The thrust faults generally strike N to NE wrapping around the north or northwest edges of the elevated terrain that forms the overriding block. The dip is commonly to the east or southeast, appearing listric and becoming shallower at depth where it merges with a horizontal fault. The shallow thrust faults that can be linked to a horizontal fault suggest that the phenomenon cannot be isolated—since mountains can only move either by displacing the adjacent ridges, or by all the ridges moving together in unison. Since there is no identifiable set of convergent zones in the Cordilleras, the only reasonable conclusion is that the horizontal fault is widespread and that the mountains are moving in unison over an extensive decollement.

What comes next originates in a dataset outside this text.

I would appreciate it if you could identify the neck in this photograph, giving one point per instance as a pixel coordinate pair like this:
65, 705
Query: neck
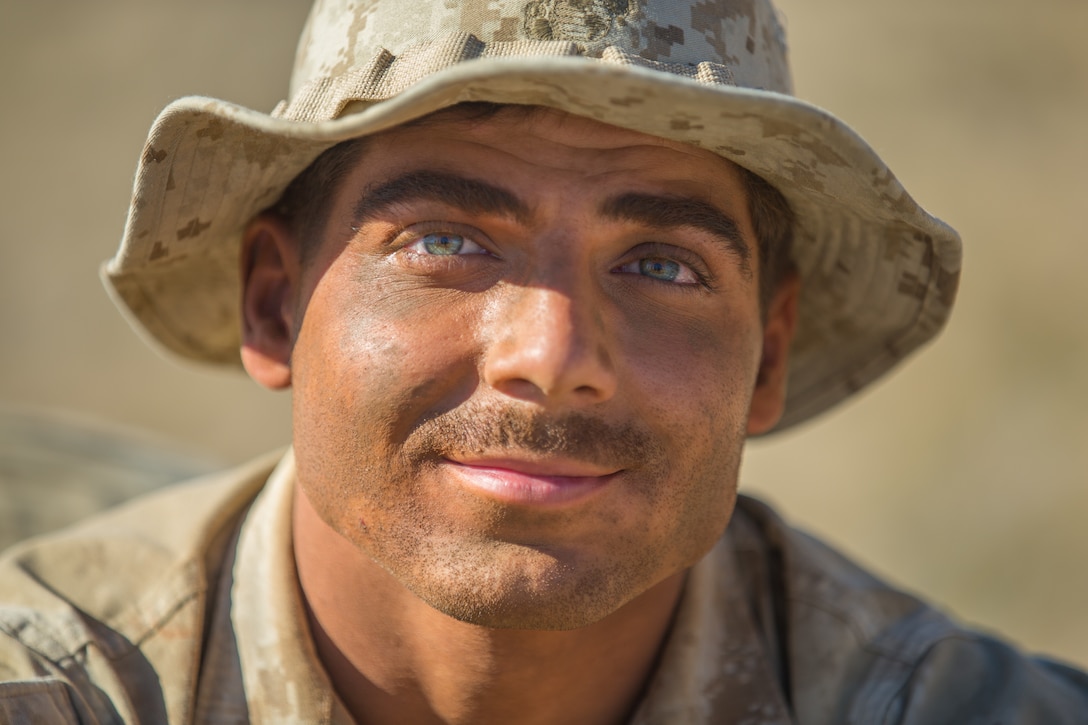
394, 659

The existence of the thrust faults and the decollement brings to fore several items that need to be seriously considered:

  1. How does orogeny and crustal movement in Luzon’s Cordillera Rangess proceed under such thin-skinned tectonics? What is happening under the horizontal fault?

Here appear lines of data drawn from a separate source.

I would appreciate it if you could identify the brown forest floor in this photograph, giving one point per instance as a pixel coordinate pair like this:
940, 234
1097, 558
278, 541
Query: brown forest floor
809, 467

  2. Did the decollement influence the massive damage of the earthquake in Baguio during the 1990 earthquake?
  3. Does the thin-skinned tectonics extend beyond to the east to the Sierra Madres? To the south to Central Luzon?
  4. How do you explore for the extension of ore bodies and geothermal systems that are truncated and massively displaced by a decollement?

Probing for the answers will first require a paradigm shift: That a decollement can exist in the backyards of Luzon’s island arcs.